Monday, March 14, 2011

Fwd: The Genius in All of Us

Excerpt from The Genius in All of Us: Why Everything You've Been Told About Genetics, Talent, and IQ Is Wrong

Here is an excerpt from the book The Genius in All of Us: Why Everything You've Been Told About Genetics, Talent, and IQ Is Wrong

We know that genetic factors do not operate "instead of" environmental factors, they interact with them: GxE. Genetic differences do exist. But those differences aren't straitjackets holding us in place; they are bungee cords waiting to be stretched and stretched. When positive environmental triggers such as parental speaking are discovered, the appropriate response is not to caution against their possible irrelevance, but to embrace their influence on our genes-- and our lives. And now we know what some of those triggers are:

Speaking to children early and often: This trigger was revealed in Hart and Risley's incontrovertible study and reinforced by the University of North Carolina's Abecedarian Project, which provided environmental enrichment to children from birth, with the study subjects showing substantial gains compared with a control

Reading early and often: In 2003, a national study reported the positive influence of early parent- to- child reading, regardless of parental education level. In 2006, a similar study again found the same thing about reading, this time ruling out any effects of race, ethnicity, class, gender, birth order, early education, maternal education, maternal verbal ability, and maternal warmth.

Nurture and encouragement: Hart and Risley also found that, in the first four years after birth, the average child from a professional family receives 560,000 more instances of encouraging feedback than discouraging feedback; a working- class child receives merely 100,000 more encouragements than discouragements; a welfare child receives 125,000 more discouragements than encouragements.

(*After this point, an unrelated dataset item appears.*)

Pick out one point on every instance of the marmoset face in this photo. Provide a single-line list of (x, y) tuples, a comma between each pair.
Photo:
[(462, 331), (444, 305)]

Setting high expectations: As Sherman and Key found in 1932, "children develop only as the environment demands development."

Embracing failure: Coaches, CEOs, teachers, parents, and psychologists all now recognize the importance of pushing their charges to the limit, and just beyond. Setbacks must be seen as learning tools rather than signs of permanent built- in limitation.

Encouraging a "growth mindset: Stanford psychologist Carol Dweck has built her prestigious career on the importance of individuals believing that their own abilities are malleable-- not fixed from birth. Many studies show that the more a person believes that abilities can be developed, the greater the success that person will eventually enjoy.